1. Named exports per method — no need for switch statements

ts
export async function GET() { ... }
export async function POST() { ... }

Calling an undeclared method automatically returns 405.

2. Dynamic segments go in the second argument: params

ts
export async function GET(req, { params }: { params: { id: string } }) {
  ...
}

The first argument is the request; the second is context (which contains params).

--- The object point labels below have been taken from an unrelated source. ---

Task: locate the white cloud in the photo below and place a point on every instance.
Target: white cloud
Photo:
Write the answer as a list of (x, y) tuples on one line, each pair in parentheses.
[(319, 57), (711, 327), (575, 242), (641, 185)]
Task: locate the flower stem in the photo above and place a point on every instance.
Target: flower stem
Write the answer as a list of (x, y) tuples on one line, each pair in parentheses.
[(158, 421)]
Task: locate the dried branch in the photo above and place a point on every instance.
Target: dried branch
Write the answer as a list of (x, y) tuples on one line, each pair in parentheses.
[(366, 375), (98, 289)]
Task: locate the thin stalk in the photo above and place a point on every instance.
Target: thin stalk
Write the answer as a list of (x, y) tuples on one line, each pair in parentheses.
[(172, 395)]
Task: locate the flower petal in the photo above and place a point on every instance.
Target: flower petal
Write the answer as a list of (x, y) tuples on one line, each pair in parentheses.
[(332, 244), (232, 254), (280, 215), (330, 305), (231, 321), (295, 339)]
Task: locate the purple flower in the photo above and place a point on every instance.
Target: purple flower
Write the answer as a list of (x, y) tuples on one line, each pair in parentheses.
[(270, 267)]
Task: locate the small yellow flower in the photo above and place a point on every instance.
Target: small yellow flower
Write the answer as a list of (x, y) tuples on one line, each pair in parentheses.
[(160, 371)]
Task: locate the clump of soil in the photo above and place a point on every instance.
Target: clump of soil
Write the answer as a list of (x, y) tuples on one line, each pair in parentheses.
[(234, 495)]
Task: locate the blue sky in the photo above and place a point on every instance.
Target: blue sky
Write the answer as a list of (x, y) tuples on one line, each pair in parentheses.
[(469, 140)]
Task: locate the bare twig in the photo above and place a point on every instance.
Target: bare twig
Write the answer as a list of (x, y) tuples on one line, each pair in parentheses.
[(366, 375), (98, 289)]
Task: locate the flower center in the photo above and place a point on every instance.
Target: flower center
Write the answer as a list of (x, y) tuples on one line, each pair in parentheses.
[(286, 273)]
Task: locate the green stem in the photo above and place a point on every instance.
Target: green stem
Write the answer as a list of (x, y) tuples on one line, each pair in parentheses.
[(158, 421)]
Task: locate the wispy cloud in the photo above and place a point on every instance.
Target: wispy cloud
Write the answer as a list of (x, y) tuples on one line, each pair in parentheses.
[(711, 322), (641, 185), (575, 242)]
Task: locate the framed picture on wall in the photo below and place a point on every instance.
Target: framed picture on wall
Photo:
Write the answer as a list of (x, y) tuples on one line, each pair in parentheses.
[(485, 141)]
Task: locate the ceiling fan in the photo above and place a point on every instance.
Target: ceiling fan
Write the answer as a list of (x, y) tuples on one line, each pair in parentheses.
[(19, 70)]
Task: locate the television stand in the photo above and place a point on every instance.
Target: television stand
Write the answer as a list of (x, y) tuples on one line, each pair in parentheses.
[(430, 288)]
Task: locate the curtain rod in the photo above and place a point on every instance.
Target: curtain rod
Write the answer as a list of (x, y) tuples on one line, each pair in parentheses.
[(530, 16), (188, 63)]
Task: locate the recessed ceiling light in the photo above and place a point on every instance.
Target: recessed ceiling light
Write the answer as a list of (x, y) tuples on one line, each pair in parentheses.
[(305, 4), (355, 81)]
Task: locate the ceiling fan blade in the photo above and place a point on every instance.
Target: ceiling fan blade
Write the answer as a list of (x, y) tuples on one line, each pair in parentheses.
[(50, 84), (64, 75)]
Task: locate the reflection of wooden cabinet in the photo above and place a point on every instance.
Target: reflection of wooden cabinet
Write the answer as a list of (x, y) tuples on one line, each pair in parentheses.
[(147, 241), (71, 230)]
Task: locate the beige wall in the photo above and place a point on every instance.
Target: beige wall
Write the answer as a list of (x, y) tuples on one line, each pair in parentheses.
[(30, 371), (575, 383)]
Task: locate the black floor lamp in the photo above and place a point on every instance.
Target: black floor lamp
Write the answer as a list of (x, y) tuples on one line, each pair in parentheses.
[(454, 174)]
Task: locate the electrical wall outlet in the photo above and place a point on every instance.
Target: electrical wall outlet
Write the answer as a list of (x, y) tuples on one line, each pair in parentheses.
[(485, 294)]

Don't confuse them.

3. NextResponse.json() vs Response.json() — nearly the same, but

  • Response.json(): Web standard, Edge-compatible.
  • NextResponse.json(): Extends the standard with conveniences like cookies and redirect.

Use NextResponse when you need to set cookies or redirect; either works for simple JSON responses.

4. Check whether a Server Action is sufficient first
If a mutation is only called from React components, a Server Action is cleaner than a Route Handler. Use Route Handlers only when external callers are involved.

5. Caching policy — only GET is cached; mutating methods are always dynamic

ts
export const dynamic = 'force-dynamic'; // run GET on every request too
export const revalidate = 60;            // 60-second ISR

Use force-dynamic if the database changes frequently; leave the default if it rarely changes.

⚡ Try It Yourself — Route Handler Routing Simulation

Simulate which named export a given URL + HTTP method combination routes to.
✏️ JS 코드
📟 Console output
▶ Press the Run button
⚠️ Runs in a browser sandbox — only console.log() is supported; alert/fetch are not.

Review Quiz

What is the biggest difference between a Route Handler and a Server Action in App Router?
💡 Route Handlers are ordinary HTTP endpoints, so they are **callable from the outside** — by mobile apps, external services, webhooks, and more. Server Actions are an RPC-like concept invoked through React's form actions, `startTransition`, or event handlers, meaning they are **only callable from within React components**. Form mutations go to Server Actions; APIs meant for external callers go to Route Handlers — that is the fundamental split.